I spent the last two days of the trip with Ale, a friend I had met on the hike, on an Island in the middle of Lake Toba. Lake Toba is the largest lake in Indonesia and the largest volcanic lake in the world. To give you an idea of just how MASSIVE lake Toba is, go onto Google maps and look up Sumatra. You see that massive donut lake near the top? That’s Lake Toba! We rented a motorbike and rode the circumference of the island. It took us all day and I estimate we rode about 150km. There were hot springs, which, unfortunately was just a naturally heated swimming pool, but it was still fun. The views were spectacular and knowing about the earthquake further north, I really had a sense that the land I was walking on was alive.

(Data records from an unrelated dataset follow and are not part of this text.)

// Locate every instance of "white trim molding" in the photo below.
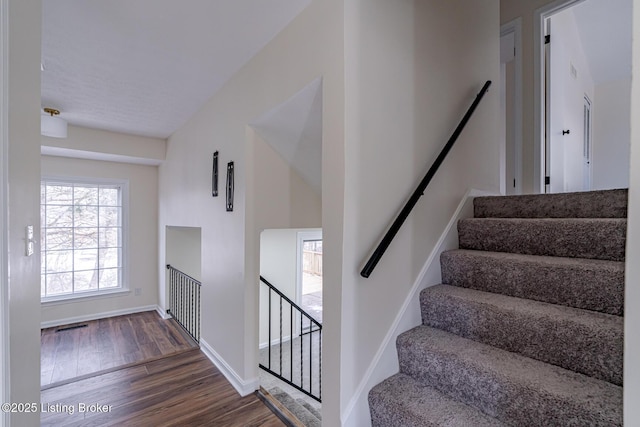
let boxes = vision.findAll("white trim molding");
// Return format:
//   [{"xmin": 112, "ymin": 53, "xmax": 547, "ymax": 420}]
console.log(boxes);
[
  {"xmin": 200, "ymin": 338, "xmax": 260, "ymax": 397},
  {"xmin": 40, "ymin": 305, "xmax": 159, "ymax": 329},
  {"xmin": 0, "ymin": 0, "xmax": 11, "ymax": 427},
  {"xmin": 340, "ymin": 189, "xmax": 497, "ymax": 426}
]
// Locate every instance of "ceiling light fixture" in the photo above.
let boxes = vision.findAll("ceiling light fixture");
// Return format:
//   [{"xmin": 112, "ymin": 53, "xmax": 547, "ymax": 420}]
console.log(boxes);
[{"xmin": 40, "ymin": 108, "xmax": 67, "ymax": 138}]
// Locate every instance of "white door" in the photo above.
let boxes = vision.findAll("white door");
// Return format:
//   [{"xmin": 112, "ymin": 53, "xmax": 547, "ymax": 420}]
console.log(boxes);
[
  {"xmin": 582, "ymin": 95, "xmax": 591, "ymax": 191},
  {"xmin": 545, "ymin": 12, "xmax": 590, "ymax": 193}
]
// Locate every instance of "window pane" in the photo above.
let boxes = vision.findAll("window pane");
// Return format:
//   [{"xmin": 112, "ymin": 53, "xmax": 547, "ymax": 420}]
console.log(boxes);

I was expecting to fall in love with the jungle, but what I hadn’t really thought about before I left was if I would like Indonesia or not. It seemed to me that Indonesia exists to prove the statement ‘money can’t buy you happiness’. I don’t think I’ve ever seen so much poverty or so much joy before. Although, I’m not for a second saying poverty is a good thing. In fact, one thing I can’t help but feeling when travelling in the developing world is just how unfair the world is and how lucky I am to be born white, into education, and with opportunity. I think rather it’s one of the beauties of the people there that they can be so happy, welcoming and friendly despite having so little. One thing I will NEVER forget is how beautiful an Indonesian smile is.

Whether you think it’s random or created by God, there is no denying that we are living on a planet filled with incomprehensible natural beauty and cultural diversity. We have a duty to ourselves, each other, and future generations to try and keep our planet beautiful and healthy.